I originally gave this speech in 2003.
What ever happened to George Carlin’s “The Seven Words You Can’t Say on Television”? Well, you can say them on television, as well as depict in full anatomical detail every nuance those words represent. That’s a shame, really, because I love those words — and those words are in danger unless we do something to save them.
You might be wondering why those words could be in danger and even if they’re worth saving.
You have to admit that there are times that only certain words will do. Imagine that you’re hammering a nail. Whack. Whack. Smash! I bet even Donny Osmond couldn’t resist letting out a few hastily chosen words.
We have seen these words artfully used. Steve Martin, in his bunny ears and arrow-through-the-head days, could slip in a swear word just one time and have you rolling on the floor.
And that’s where the problem began. You have comics say, “Well, if Steve Martin can use that word once and get a laugh, I can use it 250 times, and get 250 times the laughs.”
Profanity doesn’t work that way. Those seven words are verbal habanero pepper sauce. Put just a tiny drop on your eggs, and you’ll say, “Hmmm. That has some kick.” Pour in the whole bottle. Arrrrrgh! And you want to swear to express your pain, but you can’t because your tongue has evaporated from your mouth.
Or worst, the nerves in the insides of your mouth will be deadened so that you can’t taste anything at all. You listen to some of these standup comics or rappers who use swear words like some speakers use ah’s and um’s. They sound like the teacher in the Peanuts specials, “Bwwwah, bwah, bwah. Bwwwah, bwah, bwah.”
Do you know what will happen to swear words if this situation continues? They will turn into “ain’t.” Remember when “ain’t” was the worst thing you could say. If you used it in class, your teacher would bristle, “‘Ain’t’ ain’t in the dictionary!” Well, now it is. And teachers use it. Nobody cares about ain’t anymore. “Ain’t” ain’t cool.
So that’s why we need to save the seven words you can’t say on television. There are two things we can do.

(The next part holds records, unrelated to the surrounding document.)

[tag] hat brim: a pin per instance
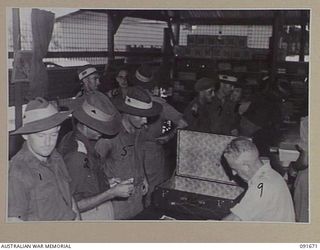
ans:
(43, 124)
(154, 111)
(229, 82)
(146, 85)
(107, 128)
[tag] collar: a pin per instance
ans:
(265, 167)
(89, 144)
(33, 161)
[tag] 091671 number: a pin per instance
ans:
(305, 245)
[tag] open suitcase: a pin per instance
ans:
(200, 187)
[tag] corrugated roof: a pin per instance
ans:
(230, 17)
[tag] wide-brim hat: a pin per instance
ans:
(205, 83)
(143, 77)
(86, 71)
(96, 111)
(138, 102)
(39, 116)
(228, 78)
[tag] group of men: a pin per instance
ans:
(107, 167)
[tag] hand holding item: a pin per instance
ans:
(124, 189)
(163, 139)
(145, 187)
(114, 181)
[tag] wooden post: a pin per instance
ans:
(18, 97)
(110, 37)
(303, 38)
(176, 32)
(276, 28)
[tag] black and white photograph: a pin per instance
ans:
(128, 114)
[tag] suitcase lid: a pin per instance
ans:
(199, 156)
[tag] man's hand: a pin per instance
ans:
(76, 209)
(145, 186)
(124, 189)
(163, 139)
(114, 181)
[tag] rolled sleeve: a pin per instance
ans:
(18, 198)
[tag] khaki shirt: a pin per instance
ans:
(39, 191)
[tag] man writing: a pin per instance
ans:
(38, 179)
(92, 190)
(268, 197)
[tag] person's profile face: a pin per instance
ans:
(236, 94)
(122, 78)
(137, 121)
(226, 88)
(92, 82)
(92, 134)
(43, 143)
(207, 94)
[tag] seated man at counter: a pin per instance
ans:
(122, 82)
(268, 197)
(89, 78)
(96, 116)
(38, 179)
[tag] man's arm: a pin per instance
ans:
(123, 189)
(76, 209)
(232, 217)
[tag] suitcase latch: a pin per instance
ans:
(220, 203)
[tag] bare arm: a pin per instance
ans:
(180, 125)
(123, 189)
(231, 217)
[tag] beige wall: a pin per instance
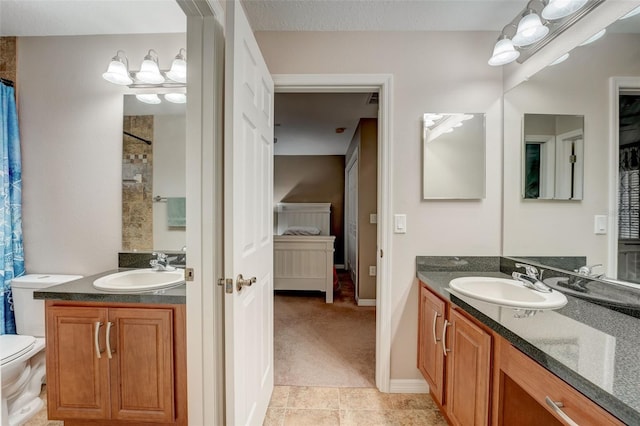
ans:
(8, 58)
(313, 179)
(578, 86)
(445, 72)
(367, 204)
(71, 135)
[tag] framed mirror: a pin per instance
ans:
(453, 156)
(553, 157)
(153, 175)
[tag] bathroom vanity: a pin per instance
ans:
(487, 364)
(115, 358)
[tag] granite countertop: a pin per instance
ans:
(591, 347)
(82, 290)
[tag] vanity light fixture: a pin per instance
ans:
(504, 52)
(530, 29)
(150, 70)
(118, 70)
(558, 9)
(537, 24)
(150, 74)
(178, 71)
(176, 98)
(148, 98)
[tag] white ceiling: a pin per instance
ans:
(83, 17)
(381, 15)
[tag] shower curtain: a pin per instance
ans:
(10, 206)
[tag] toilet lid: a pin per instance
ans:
(14, 345)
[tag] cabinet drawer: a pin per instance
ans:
(541, 384)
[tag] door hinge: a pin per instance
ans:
(188, 274)
(227, 283)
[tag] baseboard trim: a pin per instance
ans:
(408, 386)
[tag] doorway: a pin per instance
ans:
(628, 170)
(381, 83)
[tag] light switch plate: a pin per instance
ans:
(600, 224)
(400, 223)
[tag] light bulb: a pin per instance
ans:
(149, 70)
(530, 30)
(503, 53)
(118, 70)
(148, 98)
(176, 98)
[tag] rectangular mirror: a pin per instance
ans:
(153, 175)
(453, 156)
(553, 157)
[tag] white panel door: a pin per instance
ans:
(248, 223)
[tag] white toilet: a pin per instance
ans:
(22, 355)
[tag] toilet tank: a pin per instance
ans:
(28, 311)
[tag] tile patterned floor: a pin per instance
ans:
(319, 406)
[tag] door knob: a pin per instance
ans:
(241, 282)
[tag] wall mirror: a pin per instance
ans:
(553, 156)
(581, 85)
(153, 175)
(453, 156)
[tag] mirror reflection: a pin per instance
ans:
(601, 82)
(153, 176)
(553, 156)
(453, 156)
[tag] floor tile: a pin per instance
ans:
(279, 396)
(313, 398)
(364, 399)
(412, 401)
(311, 417)
(274, 417)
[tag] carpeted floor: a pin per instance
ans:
(320, 344)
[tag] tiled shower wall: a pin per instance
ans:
(137, 202)
(8, 58)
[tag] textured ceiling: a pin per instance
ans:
(383, 15)
(78, 17)
(85, 17)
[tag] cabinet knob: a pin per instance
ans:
(556, 406)
(96, 334)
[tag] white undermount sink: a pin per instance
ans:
(507, 292)
(138, 280)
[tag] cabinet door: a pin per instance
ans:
(77, 366)
(142, 364)
(430, 354)
(468, 372)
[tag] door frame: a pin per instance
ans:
(383, 84)
(616, 85)
(351, 163)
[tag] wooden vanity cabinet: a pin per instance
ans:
(430, 354)
(116, 363)
(468, 371)
(523, 389)
(454, 356)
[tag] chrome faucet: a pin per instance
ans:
(161, 262)
(588, 270)
(530, 279)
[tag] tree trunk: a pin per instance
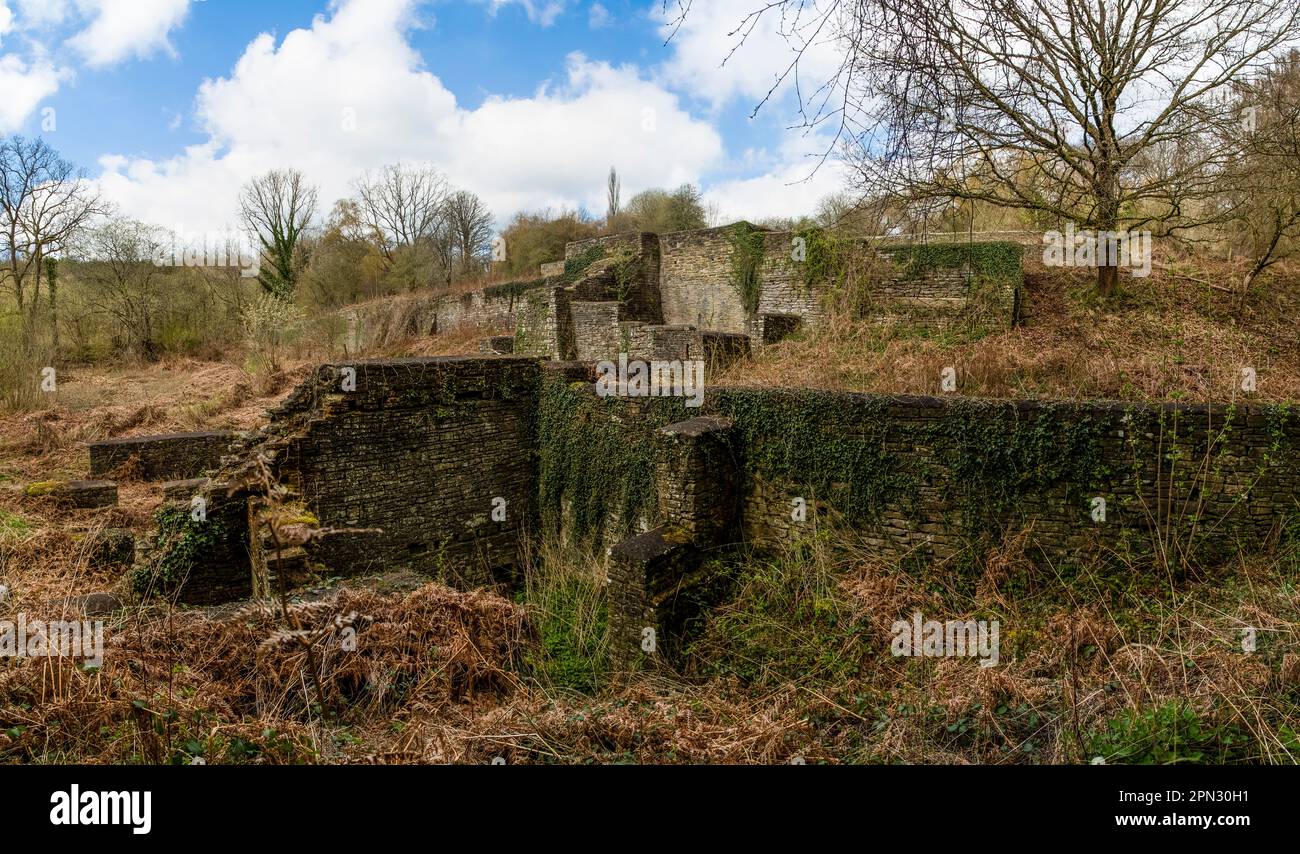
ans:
(1108, 277)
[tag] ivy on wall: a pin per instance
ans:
(597, 458)
(746, 263)
(573, 269)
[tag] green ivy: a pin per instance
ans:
(746, 263)
(593, 462)
(178, 543)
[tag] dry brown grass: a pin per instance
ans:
(1171, 337)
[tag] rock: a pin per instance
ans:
(1290, 670)
(112, 547)
(96, 603)
(82, 494)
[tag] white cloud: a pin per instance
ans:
(24, 86)
(37, 13)
(709, 34)
(542, 12)
(793, 180)
(287, 105)
(122, 29)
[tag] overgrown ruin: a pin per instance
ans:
(458, 468)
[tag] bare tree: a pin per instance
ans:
(277, 208)
(612, 190)
(471, 226)
(44, 202)
(1054, 107)
(1262, 183)
(124, 281)
(402, 206)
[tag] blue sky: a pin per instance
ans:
(170, 104)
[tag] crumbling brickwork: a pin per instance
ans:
(436, 454)
(163, 458)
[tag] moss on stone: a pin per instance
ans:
(44, 488)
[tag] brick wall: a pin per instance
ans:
(696, 281)
(161, 458)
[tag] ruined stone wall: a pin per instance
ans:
(638, 290)
(419, 450)
(939, 478)
(161, 458)
(696, 281)
(596, 329)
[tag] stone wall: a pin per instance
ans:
(161, 458)
(696, 281)
(944, 477)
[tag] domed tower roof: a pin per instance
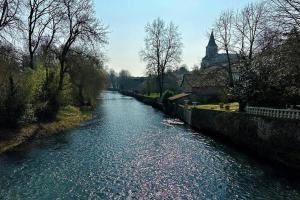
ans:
(212, 48)
(212, 41)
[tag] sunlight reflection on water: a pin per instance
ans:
(126, 152)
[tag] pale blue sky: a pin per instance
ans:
(127, 18)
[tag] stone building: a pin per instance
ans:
(213, 58)
(209, 83)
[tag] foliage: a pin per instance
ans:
(232, 107)
(273, 78)
(167, 94)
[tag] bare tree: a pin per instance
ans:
(287, 12)
(39, 18)
(224, 33)
(250, 24)
(163, 49)
(9, 14)
(79, 25)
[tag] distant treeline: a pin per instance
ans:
(49, 58)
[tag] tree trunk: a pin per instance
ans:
(229, 69)
(80, 95)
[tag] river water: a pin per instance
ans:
(126, 152)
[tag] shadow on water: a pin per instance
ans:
(126, 152)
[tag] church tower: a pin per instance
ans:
(212, 48)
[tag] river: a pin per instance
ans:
(126, 152)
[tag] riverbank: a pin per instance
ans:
(271, 139)
(67, 118)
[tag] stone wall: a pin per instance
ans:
(274, 139)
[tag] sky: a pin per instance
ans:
(127, 19)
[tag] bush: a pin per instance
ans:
(167, 94)
(12, 103)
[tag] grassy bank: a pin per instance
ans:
(67, 118)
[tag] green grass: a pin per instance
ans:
(232, 107)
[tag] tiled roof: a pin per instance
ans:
(178, 96)
(210, 77)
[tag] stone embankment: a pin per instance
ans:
(276, 140)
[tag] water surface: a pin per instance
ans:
(126, 152)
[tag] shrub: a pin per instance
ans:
(167, 94)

First, we need to stop using them so much. We know from economics that the more scarce something is, the more valuable it becomes. You only need to use them a few times to get your point across.
In fact, you’ll find that you don’t need those words at all. In World War II, General Anthony McAuliffe lead his troops in the Battle of the Bulge when they found themselves surrounded by the Germans. The German commander asked him to surrender. If Osama bin Laden asked me to surrender, I can think of a certain two-word reply. But, General McAuliffe needed only one word: “Nuts!” It got the message across, it struck the right tone, it didn’t need profanity, and he used half the words.
Second, we need to make these words dirty again. That is what gives these words their power. They’re forbidden, taboo. They are not suitable for use in businesses, schools, churches, synagogues, mosques, Toastmasters meetings, and Grandma Toby’s dinner parties.
We need to impress upon kids that these words are unacceptable. I think we did a good job teaching our kids. In fact, my daughter is so good that she rats on everyone else. “Daddy! Do you know what Jason said in school today! He said <whisper>the f-word</whisper>.” Well, sometimes, she insists on spelling it out. And sometimes, she says, “Daddy! Do you know what that word means!” Yes, yes! I know! I know!
So, we need to save the seven words you can’t say on television. It would help if they stopped saying those words on television, but there are two things we can do. We can stop using them so much. We can teach people that these words are vulgar. Then, we can save those words for when we truly need them: Whack. Whack. Smash!